Previous analysis of 172 European winter wheat inbred lines including the 135 parental lines used in this study with the 9 k SNP array had not revealed major population structure, but showed the presence of family structures (Würschum et al., 2013). Population structure was defined following Würschum (2012) as the presence of major subpopulations such as heterotic groups in maize (Reif et al., 2005). In contrast, family structure refers to finer-scale degrees of relatedness among the lines. The genetic distance matrix based on the 90 k SNP array data was highly correlated (r=0.79) with that of the 9 k SNP data (Figure 3) and, consequently, the analysis of the 90 k SNP array data revealed also the presence of family structures (Figure 4a). Therefore, in the following association mapping analyses we corrected for family structures using kinship matrices for the parental lines and hybrids. In the data sets from the 9 k and the 90 k array, a comparable decline of linkage disequilibrium with genetic map distance was detected (Figure 4b).
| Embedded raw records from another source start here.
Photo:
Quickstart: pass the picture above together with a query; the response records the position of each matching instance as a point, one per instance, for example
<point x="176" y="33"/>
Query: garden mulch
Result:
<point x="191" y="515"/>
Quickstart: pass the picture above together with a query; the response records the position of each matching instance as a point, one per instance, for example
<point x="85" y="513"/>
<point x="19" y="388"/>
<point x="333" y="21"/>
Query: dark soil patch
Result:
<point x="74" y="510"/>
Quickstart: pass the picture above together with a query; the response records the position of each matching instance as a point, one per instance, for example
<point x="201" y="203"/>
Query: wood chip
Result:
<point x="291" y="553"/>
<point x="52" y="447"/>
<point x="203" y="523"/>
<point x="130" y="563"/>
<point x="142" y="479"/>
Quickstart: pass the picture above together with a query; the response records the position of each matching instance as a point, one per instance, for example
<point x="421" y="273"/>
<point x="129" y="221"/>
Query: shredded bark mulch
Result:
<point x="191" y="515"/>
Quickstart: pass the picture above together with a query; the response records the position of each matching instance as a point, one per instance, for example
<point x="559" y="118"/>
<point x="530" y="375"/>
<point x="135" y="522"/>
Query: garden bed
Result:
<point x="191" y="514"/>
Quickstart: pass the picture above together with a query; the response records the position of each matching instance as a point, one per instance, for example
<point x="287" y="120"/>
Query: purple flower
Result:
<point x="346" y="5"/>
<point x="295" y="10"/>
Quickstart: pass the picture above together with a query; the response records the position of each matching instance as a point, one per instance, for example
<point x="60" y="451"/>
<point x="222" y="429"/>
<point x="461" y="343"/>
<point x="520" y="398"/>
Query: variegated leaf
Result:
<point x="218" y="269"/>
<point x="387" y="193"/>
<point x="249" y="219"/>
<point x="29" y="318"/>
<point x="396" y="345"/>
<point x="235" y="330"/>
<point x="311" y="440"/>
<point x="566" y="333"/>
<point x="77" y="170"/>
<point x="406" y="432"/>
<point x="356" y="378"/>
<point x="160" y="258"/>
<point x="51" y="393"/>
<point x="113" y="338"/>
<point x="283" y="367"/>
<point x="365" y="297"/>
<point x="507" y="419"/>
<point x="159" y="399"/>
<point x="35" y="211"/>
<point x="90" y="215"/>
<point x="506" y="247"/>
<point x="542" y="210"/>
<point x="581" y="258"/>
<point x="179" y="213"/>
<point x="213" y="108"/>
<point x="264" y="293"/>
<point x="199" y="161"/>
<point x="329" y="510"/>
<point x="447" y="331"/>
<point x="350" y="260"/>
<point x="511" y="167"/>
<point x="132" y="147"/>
Marker–trait associations were detected for all three disease resistances based on the full data set

The genome-wide association mapping study exploited data of both the parents and the hybrids. The genome-wide scan based on the data from the 9 k SNP array revealed 11, 9 and 10 significant (P<0.05 and Bonferroni–Holm correction) marker–trait associations for powdery mildew, leaf rust and stripe rust resistances, respectively (Supplementary Tables S4, S5). With the data from the 90 k SNP array, 9, 44 and 62 significant (P<0.05 and Bonferroni–Holm correction) marker–trait associations were detected for powdery mildew, leaf rust and stripe rust resistances, respectively (Supplementary Tables S6, S7). The overlap of regions with significant (P<0.05 and Bonferroni–Holm correction) marker–trait associations identified based on data from 9 k and 90 k SNP arrays was moderate (Figure 5). Several regions with SNPs that exhibited a large contribution to the genotypic variance were detected based on the 90 k SNP array data but not with data from the 9 k SNP array. In line with this observation, the explained proportion of genotypic variance by all significant (P<0.05 and Bonferroni–Holm correction) markers increased by ∼50–70% from the analysis based on 9 k to analysis based on 90 k SNP array data.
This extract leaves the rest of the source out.